I also think that the CEO and entrepreneur of igus, Frank Blase and the MD of igus UK, Matthew Aldridge have an amazing ability to see where the markets are going and as we head out of a year where Covid-19 has taken peoples jobs, business and in worst cases, their lives, I’ve found their ability to find calmer waters in rough seas impeccable.
Even in lower levels of the business, we are empowered and take a Marines-like mantra to ‘improvise, adapt and overcome.’
In the near future, we will be looking back on the last 12 months and appreciate that an example of this was a drive to go digital: no more notepads, no more unnecessary printing. Everything was going electronic, and we were using Microsoft teams for various functions before Covid-19. This software has meant that we can visit our customers virtually and provide that same level of understanding and empathy about their engineering problems when we, and often they were home-based.
What has been the greatest challenge in your career?
Not wanting to keep referring to Covid-19, but these times have been pretty gruelling. There are many ways to look back at this time. Firstly, it gave me a routine when my diary before was super fluid. It gave me time at home with my family as opposed to staying away quite so often, but it has also been challenging. Understanding my customers’ needs virtually is fantastic, but I miss the integration and rapport that I build when meeting with customers in the flesh. Internally supporting the team and remaining positive when there were so many unknowns was a personal challenge. I think overall, it has been a solitary experience for most people.
The positives to take from this, though, are that when we are challenged as a company and as individuals – we grow. We have been able to become super-efficient, and many projects have progressed quicker as a result of this experience.
What advice do you wish you’d had on entering the industry and does that differ from the advice you would give to an apprentice joining now?
I studied music technology at University and found myself racing and tuning classic two-strokes before getting a ‘proper job’ at igus. Luckily, I have a BTEC L3 in Mechanical Engineering, which goes some way to back up the experience and understanding that I have but by no means defines me.
Experience is valuable, and I don’t think that you can rush that. We have a saying at igus; ‘it takes 20 years to get 20 years of experience,’ and fortunately, we have some very experienced people.

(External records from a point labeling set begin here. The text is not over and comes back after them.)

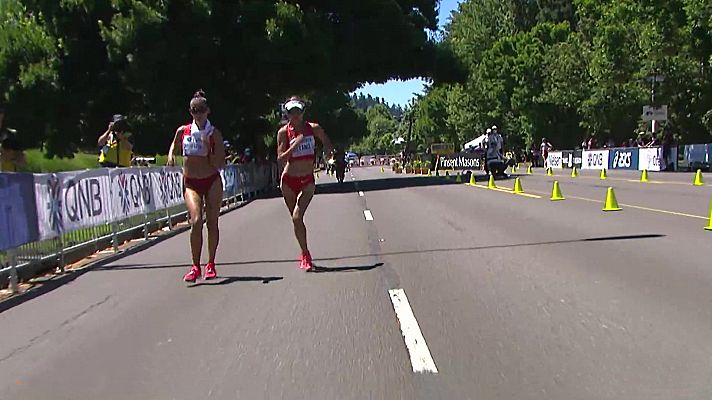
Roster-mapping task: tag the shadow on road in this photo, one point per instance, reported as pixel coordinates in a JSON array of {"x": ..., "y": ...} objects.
[
  {"x": 321, "y": 269},
  {"x": 389, "y": 182},
  {"x": 393, "y": 253},
  {"x": 226, "y": 280}
]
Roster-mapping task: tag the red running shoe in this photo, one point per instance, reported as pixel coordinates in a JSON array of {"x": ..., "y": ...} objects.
[
  {"x": 210, "y": 272},
  {"x": 193, "y": 274}
]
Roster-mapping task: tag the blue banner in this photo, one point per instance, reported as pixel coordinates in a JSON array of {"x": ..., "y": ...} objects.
[
  {"x": 623, "y": 158},
  {"x": 18, "y": 216}
]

I would urge apprentices or people that are new to the industry to shadow those that are successful but also be mindful that if you always do what you’ve always done, then you will always get what you’ve always got. Just be constructive in your suggestions.
What hidden talents do you have?
I’m a bit of a jack of all trades – master of none. I was a keen semi-professional drummer but can also play some ‘real’ instruments. I guess I have become fairly successful with dog training and running in more recent years but have set my targets on some multisport and triathlon events for 2021. General hobbies include restoring Lambretta scooters, shooting, 3D printing and cycling.